The then President Mwai Kibaki called the assassination “a repugnant act, a great loss, not only for Catholics” before attending his funeral service attended by thousands. At the time, the common thread was that the bishop was a victim of inter-communities clashes that had claimed dozens of lives already.
But later, investigation would point, first, to a likely motive – money. And then to an unlikely source – Father Waqo Guyo.
After an eight-year trial, a judge named Guyo as the mastermind of Locati’s death. “The priest planned, financed, facilitated the acquisition of the gun and recruited the co-accused persons to execute the plan to kill the bishop,” Justice Fred Ochieng’ ruled.
Guyo had told the gun owner that it was for hunting. It instead cut short the life of the soon to retire catholic priest.
Guyo and four other men were found guilty of the murder of the 77-year-old bishop and sentenced to hang.
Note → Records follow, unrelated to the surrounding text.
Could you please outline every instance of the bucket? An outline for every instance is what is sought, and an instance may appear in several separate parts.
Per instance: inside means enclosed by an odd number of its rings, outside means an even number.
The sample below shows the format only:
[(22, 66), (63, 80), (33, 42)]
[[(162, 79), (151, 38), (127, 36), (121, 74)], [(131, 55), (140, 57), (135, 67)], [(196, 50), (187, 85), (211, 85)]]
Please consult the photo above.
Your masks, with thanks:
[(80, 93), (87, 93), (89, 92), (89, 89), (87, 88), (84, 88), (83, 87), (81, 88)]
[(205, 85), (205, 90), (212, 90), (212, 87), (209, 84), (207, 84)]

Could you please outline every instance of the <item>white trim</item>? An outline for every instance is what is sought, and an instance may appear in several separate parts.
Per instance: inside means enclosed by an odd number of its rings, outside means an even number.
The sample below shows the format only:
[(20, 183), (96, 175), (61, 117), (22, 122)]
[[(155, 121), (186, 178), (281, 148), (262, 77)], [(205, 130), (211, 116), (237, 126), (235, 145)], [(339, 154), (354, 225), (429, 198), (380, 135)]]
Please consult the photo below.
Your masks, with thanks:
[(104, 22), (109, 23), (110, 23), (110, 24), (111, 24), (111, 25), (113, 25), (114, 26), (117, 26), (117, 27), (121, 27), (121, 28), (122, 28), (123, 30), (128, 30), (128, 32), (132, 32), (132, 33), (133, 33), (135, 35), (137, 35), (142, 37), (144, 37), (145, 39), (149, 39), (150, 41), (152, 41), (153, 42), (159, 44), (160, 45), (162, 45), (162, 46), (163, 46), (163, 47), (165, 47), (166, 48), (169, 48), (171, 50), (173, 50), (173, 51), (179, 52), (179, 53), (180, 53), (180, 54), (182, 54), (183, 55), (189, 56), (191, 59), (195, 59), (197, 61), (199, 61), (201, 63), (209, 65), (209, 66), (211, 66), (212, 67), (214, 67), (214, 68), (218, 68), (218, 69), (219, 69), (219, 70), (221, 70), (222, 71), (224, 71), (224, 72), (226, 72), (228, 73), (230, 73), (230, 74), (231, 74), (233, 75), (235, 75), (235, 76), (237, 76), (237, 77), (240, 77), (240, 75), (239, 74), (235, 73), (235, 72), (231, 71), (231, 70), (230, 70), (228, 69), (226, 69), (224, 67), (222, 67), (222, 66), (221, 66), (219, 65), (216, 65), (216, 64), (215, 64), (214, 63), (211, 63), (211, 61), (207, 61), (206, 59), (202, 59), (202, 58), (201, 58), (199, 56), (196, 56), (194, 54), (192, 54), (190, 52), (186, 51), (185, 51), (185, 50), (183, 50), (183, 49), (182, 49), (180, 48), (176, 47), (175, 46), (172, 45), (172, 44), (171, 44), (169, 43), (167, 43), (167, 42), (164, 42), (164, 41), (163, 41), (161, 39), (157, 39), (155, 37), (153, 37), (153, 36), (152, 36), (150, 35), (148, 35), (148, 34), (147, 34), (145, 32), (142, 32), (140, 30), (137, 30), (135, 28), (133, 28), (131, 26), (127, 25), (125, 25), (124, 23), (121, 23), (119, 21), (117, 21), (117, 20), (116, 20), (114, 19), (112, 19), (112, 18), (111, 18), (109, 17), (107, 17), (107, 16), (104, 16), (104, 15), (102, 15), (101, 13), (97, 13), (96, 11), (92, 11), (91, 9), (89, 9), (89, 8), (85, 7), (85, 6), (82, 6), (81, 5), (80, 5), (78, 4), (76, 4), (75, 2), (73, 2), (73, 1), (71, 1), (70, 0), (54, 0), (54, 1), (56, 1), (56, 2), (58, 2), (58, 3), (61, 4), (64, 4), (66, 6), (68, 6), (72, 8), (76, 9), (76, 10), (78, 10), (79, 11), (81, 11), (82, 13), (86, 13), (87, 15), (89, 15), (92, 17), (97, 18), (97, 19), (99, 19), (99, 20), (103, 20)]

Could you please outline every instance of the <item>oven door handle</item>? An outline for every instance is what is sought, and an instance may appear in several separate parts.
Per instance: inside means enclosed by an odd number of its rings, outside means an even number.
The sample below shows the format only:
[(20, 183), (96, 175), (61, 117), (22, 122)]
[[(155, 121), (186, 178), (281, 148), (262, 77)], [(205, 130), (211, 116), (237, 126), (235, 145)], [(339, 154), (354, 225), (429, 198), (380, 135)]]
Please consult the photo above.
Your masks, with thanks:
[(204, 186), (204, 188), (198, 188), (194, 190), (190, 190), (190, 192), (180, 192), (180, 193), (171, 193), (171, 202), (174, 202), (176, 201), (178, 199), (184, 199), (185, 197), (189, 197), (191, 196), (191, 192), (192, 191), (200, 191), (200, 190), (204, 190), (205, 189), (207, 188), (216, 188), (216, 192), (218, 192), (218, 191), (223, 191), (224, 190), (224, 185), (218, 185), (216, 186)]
The motive was simple. Guyo wanted Locati out of the way so that he could have direct control of the parish funds. “The defence has proved beyond any reasonable doubt that the accused murdered the bishop. It was inhuman for the accused to kill an elderly and harmless man of the cloth in such a brutal manner,” said the court.
The judge noted that Guyo’s mother died after learning that her son had been found guilty, expressed his sympathy, but maintained that he must pay for his sin.
On January 6 last year, members of the Grounds for God’s Gospel Ministries, popularly known as 3G, were treated to a disturbing first service. Eyewitnesses say that all was going well and the pastor, Elisha Misiko, invited the congregants to a time of prayer.
Then, as was customary in the church, Misiko got up and walked towards his wife of 20 years, who was a cofounder of the church. The pastor stabbed Ann several times with one of the two knives hidden in an envelope. Before a shocked audience, he then stabbed himself three times in the stomach, placed the blade on his neck and in one move slit his throat.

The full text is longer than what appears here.